# Raintree's downhill slide continues



## T_R_Oglodyte (Feb 23, 2015)

So, now the Vila Vera properties in Zihuatenejo and Isla Mujeres are no longer available through Raintree, even by rental.  (They stopped allowing members to book Vila Vera using points earlier - with the excuse that the resorts "weren't up to standards". Right.  If that were the case then they shouldn't have been offering them through rental either.) Vila Vera sold the properties to Wyndham and they're going to become Worldmark Resorts.  Presumably, Raintree had the opportunity to buy the properties, as they did the Vila Vera in Puerto Vallarta, but couldn't.  If the properties are good enough for Wyndham you would think they would be good enough for Raintree.  Which strongly suggests that Raintree just didn't have the cash to do so.

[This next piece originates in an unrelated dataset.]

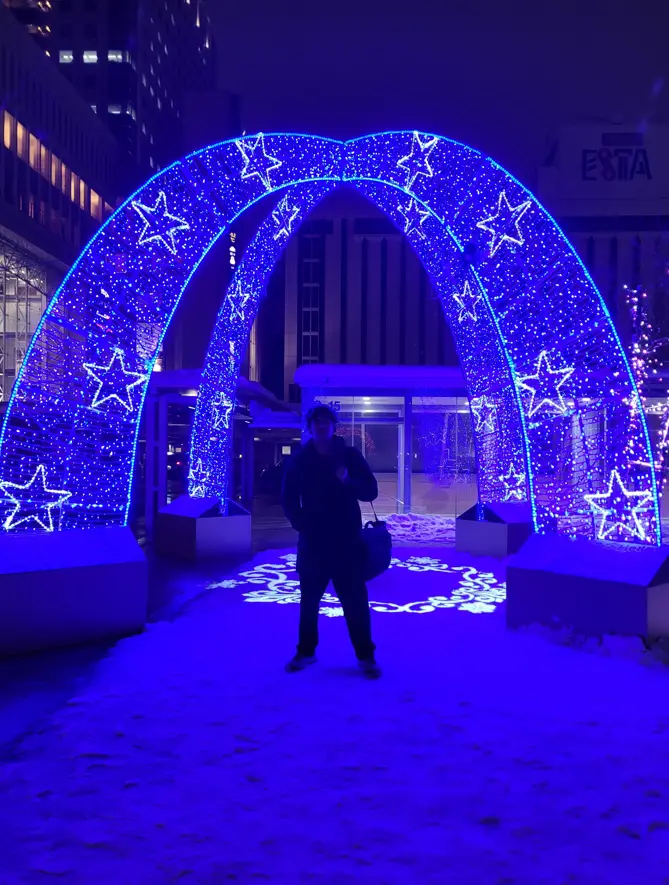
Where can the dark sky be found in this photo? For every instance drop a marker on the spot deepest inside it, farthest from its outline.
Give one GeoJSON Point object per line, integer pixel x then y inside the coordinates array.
{"type": "Point", "coordinates": [501, 76]}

Or course, one of the key things that made Raintree attractive in the first place was the addition of the Vila Vera properties to the three Club Regina properties.  So now Raintree's direct operations in Mexico are pretty much back to the original Club Regina properties, plus the Vila Vera in Puerto Vallarta.  Of course, they've mothballed about 75% of the Vila Vera property in Puerto Vallarta due to low occupancy. The resort map, of course, continues to show a lot of dots because they have the limited inventory swaps with other resorts (Diamond, Bluegreen, Grand Regina). But the inventory is limited and are marked up tremendously from what those units costs to owners of those systems.

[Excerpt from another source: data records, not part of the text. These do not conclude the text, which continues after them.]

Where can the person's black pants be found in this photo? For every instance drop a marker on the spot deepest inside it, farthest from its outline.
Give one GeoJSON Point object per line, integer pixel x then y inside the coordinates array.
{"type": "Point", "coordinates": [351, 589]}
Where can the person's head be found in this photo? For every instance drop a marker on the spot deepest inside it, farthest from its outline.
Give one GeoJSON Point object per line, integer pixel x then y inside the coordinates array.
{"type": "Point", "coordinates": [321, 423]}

Continuing on, there's the saga of Miners Club, which at one time was Raintree's jewel resort but which Raintree was never able to buildout.  Wyndham apparently took over the unbuilt portion and finished it off and is running the property successfully. And apparently Wyndham has even bought inventory in Miners Club that Raintree was unable to sell.  And then there's the interesting Raintree 7 and Raintree 15 conversion programs, in which members can terminate their contracts early in exchange for a relatively modest upfront payment.  In offering these programs, Raintree is essentially swapping future revenue for immediate cash.  And there was the special assessment of several years ago, in which Raintree was hitting members up for money to cover what was essentially operating expenses.

Put it all together and this looks like a company that is cash short, lacks the finances to make reasonable investments to sustain long-term profitability and to meet long-term plans, and is actually struggling maintain liquidity.  The long-term prognosis here just does not look good to me.  I have been thinking  that Diamond was going to move in on them, particularly since Diamond did have an purchase deal in place about eight years ago.  (The deal tanked in the credit crunch when the lenders withdrew the bridge financing.)  But now it's looking more as if Wyndham is the circling vulture.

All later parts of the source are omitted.